For Pedro Gil, architecture is a platform to give a voice to disenfranchised groups, push for positive social change and solve problems in creative and unexpected ways.

I relocated my studio from central London to my neighbourhood in Ilford Redbridge, not as a consequence of the pandemic, this act was taken quite some time before the global event, but rather as a response to believing in the importance of servitude and locality. Through our work in Studio Gil, I have tried to create a platform to give a voice to the disenfranchised and champion underrepresented groups, using my skill set as an architect to facilitate architectural projects and advocate for positive social change.  Our studio has often been located in the vicinity of the communities we want to serve and so I decided to base our architecture practice in Ilford, Redbridge on the border of London and Essex to serve the community where my family and I had laid down our roots.

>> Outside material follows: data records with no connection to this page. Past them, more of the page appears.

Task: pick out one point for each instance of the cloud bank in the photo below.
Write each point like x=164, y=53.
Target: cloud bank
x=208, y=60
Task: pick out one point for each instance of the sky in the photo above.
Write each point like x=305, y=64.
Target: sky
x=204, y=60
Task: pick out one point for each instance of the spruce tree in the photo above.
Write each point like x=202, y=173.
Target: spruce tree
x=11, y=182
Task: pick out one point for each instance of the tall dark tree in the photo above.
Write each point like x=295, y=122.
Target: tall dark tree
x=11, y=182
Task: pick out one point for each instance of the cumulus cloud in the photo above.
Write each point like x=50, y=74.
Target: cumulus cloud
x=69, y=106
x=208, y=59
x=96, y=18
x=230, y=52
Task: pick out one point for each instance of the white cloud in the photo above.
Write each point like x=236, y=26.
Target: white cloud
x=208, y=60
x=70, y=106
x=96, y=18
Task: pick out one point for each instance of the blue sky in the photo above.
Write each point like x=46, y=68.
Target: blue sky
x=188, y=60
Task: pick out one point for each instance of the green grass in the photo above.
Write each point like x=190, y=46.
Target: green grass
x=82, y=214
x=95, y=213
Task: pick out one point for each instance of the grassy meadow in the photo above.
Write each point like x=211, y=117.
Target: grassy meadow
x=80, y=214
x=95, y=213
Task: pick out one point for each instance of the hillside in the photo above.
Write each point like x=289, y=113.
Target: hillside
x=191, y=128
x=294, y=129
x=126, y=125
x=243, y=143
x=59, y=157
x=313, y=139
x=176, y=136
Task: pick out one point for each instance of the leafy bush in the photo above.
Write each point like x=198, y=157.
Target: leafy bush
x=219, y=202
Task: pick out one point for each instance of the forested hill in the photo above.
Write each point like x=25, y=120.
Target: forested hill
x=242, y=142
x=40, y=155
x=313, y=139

When the world went into lockdown it felt like extreme privilege to have the ability to leave my house and walk to my studio which became a sanctuary – it was so much more than a ‘space to be creative’ in, and played a crucial role in helping maintain some sense of equilibrium. This all vindicated the thoughts and decisions about the strength of locality and community.

It was during these periods of sanctum that I was able to acknowledge three reflections on the situation we were all living in; firstly, that we are one planet bound by a singular but complex ecosystem and that we are very quick to forget this, especially in the global north, where the tendency is to be seduced by the trappings of capitalism and  consumerism. We are in fact one global society and until we are all safe, none of us is safe.

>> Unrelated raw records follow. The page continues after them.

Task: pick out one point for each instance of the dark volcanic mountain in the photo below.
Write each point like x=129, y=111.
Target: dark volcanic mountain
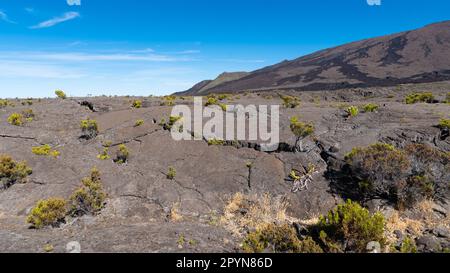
x=417, y=56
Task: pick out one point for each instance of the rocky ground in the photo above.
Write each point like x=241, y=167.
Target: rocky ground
x=141, y=203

Secondly, that it is through our continued exploitation and abuse of the natural the environments which have selflessly sustained us as a species for millennia that we find ourselves in this situation. The global pandemic is entirely of our own making through an arrogant and misplaced belief that we can continue to plunder our planet’s resources without end or consequence. We are now living the direct consequences of our abuse and arrogance.

Thirdly, that climate justice and social justice are intrinsically interconnected. Much has been written about the disproportionate effect of Covid-19 on ethnic and minoritised groups and how it is the people and communities with the fewest resources that have paid the heaviest price. We must find a new way of doing things for the sake of the environment, social mobility, and equity for all. As architects we are trained to solve problems in creative and unexpected ways – now is the time to exercise that influence.

Nobody quite knows what the future will hold, but it is my longing that as we collectively emerge on the other side of the pandemic, we see this global event as an opportunity to recalibrate our priorities and help build a sustainable and resilient future that is equitable for people, places, and planet.